Neues vom BAG zur ordnungsgemäßen Beschlussfassung des Betriebsrats
Dr. Sophie Spicker
Schließt der Arbeitgeber mit dem Betriebsrat eine Betriebsvereinbarung ab, muss auf die ordnungsgemäße Beschlussfassung geachtet werden. Dies bestätigt eine aktuelle Entscheidung des BAG aus Mai 2025 (Urt. v. 20.5.2025 – 1 AZR 35/24). In dieser Entscheidung hatte der 1. Senat über die Wirksamkeit einer Betriebsvereinbarung zu Entgeltkürzungen und damit auch über die Wirksamkeit des ihr zugrundeliegenden Betriebsratsbeschlusses zu befinden. Relevant war insbesondere die praxisrelevante Frage, ob bei kurzfristigem Ausfall eines Betriebsratsmitglieds zwingend ein Ersatzmitglied geladen werden muss.

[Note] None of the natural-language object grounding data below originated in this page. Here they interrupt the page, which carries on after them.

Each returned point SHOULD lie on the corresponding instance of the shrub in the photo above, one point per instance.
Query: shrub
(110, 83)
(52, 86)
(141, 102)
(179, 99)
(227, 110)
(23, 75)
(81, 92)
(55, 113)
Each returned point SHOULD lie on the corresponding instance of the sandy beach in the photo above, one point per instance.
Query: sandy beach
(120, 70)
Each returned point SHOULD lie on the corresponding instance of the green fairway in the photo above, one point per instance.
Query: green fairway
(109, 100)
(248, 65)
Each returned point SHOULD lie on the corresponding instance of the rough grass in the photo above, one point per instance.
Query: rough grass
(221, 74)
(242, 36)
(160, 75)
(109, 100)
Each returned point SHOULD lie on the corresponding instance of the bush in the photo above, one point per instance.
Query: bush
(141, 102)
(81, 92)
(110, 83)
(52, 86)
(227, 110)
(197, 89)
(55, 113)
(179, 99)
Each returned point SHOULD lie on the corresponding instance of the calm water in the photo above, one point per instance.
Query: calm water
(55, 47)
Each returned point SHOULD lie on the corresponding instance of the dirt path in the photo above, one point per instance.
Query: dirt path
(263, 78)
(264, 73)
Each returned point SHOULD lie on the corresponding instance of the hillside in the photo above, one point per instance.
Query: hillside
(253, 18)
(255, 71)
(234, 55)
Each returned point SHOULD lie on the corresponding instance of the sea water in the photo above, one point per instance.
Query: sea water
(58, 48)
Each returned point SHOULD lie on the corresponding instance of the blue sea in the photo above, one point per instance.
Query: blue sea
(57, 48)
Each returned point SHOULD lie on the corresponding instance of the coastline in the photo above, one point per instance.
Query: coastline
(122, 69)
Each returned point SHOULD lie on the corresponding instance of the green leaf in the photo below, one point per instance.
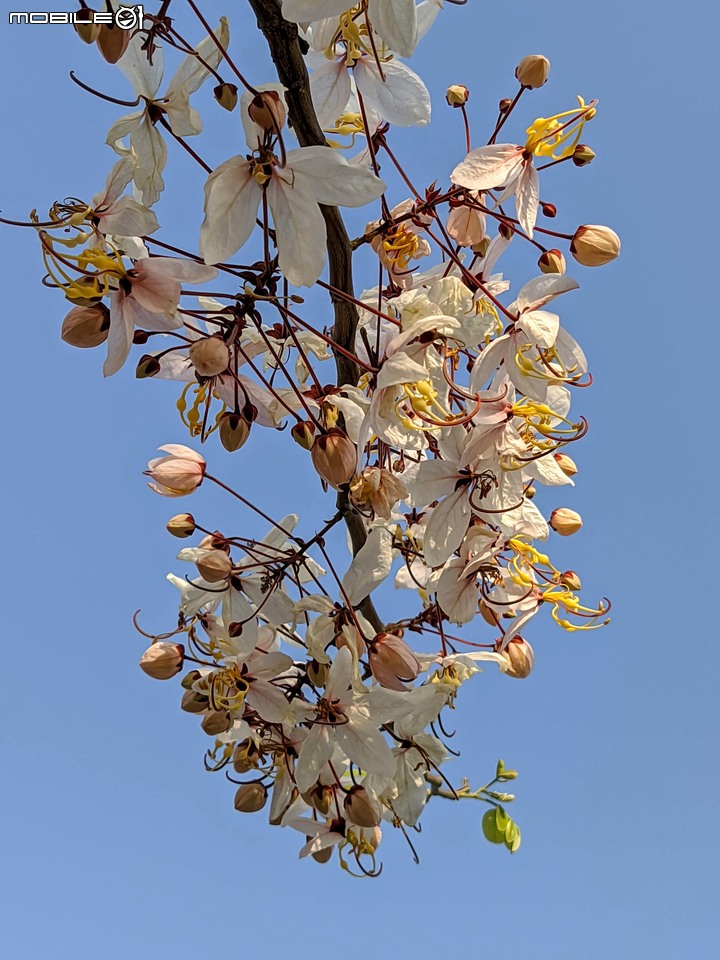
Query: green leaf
(490, 828)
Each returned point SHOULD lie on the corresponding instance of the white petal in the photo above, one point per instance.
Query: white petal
(232, 196)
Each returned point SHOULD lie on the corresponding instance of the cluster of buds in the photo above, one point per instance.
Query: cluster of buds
(448, 413)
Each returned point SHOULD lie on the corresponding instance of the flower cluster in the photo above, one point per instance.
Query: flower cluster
(448, 410)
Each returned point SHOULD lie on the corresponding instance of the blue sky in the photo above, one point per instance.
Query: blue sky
(115, 842)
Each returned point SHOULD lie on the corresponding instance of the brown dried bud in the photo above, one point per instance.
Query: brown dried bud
(552, 261)
(392, 661)
(583, 155)
(303, 433)
(361, 808)
(457, 95)
(520, 658)
(214, 566)
(194, 702)
(334, 457)
(181, 525)
(210, 356)
(113, 42)
(268, 111)
(250, 797)
(566, 464)
(533, 71)
(594, 245)
(216, 722)
(163, 660)
(226, 96)
(148, 366)
(234, 431)
(565, 521)
(379, 489)
(570, 579)
(86, 326)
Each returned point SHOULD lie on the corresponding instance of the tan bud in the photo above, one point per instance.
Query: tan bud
(566, 464)
(214, 566)
(163, 660)
(583, 155)
(86, 326)
(216, 722)
(317, 673)
(194, 702)
(334, 457)
(226, 96)
(303, 433)
(250, 797)
(320, 798)
(594, 245)
(210, 356)
(570, 579)
(552, 261)
(182, 525)
(520, 658)
(533, 71)
(87, 30)
(392, 661)
(113, 42)
(234, 431)
(361, 808)
(148, 366)
(457, 95)
(268, 111)
(565, 521)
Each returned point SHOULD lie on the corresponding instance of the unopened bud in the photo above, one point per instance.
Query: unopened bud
(226, 95)
(268, 111)
(214, 566)
(519, 657)
(392, 661)
(334, 457)
(361, 808)
(583, 155)
(457, 95)
(182, 525)
(210, 356)
(216, 722)
(163, 660)
(566, 464)
(533, 71)
(148, 366)
(317, 673)
(303, 433)
(112, 42)
(552, 261)
(234, 431)
(86, 326)
(565, 521)
(250, 797)
(570, 579)
(594, 245)
(194, 702)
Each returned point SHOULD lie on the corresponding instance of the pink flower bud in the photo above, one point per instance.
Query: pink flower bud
(163, 660)
(594, 245)
(334, 457)
(392, 661)
(565, 521)
(179, 473)
(520, 658)
(210, 356)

Der Entscheidung lag die Klage eines Arbeitnehmers zugrunde, der sich gegen Entgeltkürzungen aus einer ablösenden Betriebsvereinbarung wandte. Am Tag der Beschlussfassung des Betriebsrats über die Betriebsvereinbarung teilte ein Betriebsratsmitglied dem Vorsitzenden am Vormittag seine krankheitsbedingte Verhinderung mit. Für dieses Mitglied wurde kein Ersatzmitglied geladen. Der Kläger machte daraufhin die Unwirksamkeit der Betriebsvereinbarung geltend.
Das BAG wies die Klage des Arbeitnehmers ab. Die Betriebsvereinbarung sei auf der Grundlage eines ordnungsgemäßen Betriebsratsbeschlusses wirksam zustande gekommen. Die Erfurter Arbeitsrichter stellten zunächst fest, dass die rechtzeitige Ladung sowohl der Betriebsratsmitglieder als auch etwaiger Ersatzmitglieder Voraussetzung für die Wirksamkeit der Beschlussfassung ist. Ob aber bei kurzfristigem Ausfall eines Mitglieds des Betriebsrats eine rechtzeitige Nachladung eines Ersatzmitglieds noch möglich und damit zwingend sei, richte sich nach den objektiven Umständen des Einzelfalles. Insoweit verfüge der Betriebsratsvorsitzende über einen weiten Beurteilungsspielraum. In der Regel dürfe er davon ausgehen, dass eine rechtzeitige Nachladung nicht mehr möglich sei, wenn – wie hier – die Verhinderung eines Betriebsratsmitglieds erst am Tag der Sitzung bekannt werde.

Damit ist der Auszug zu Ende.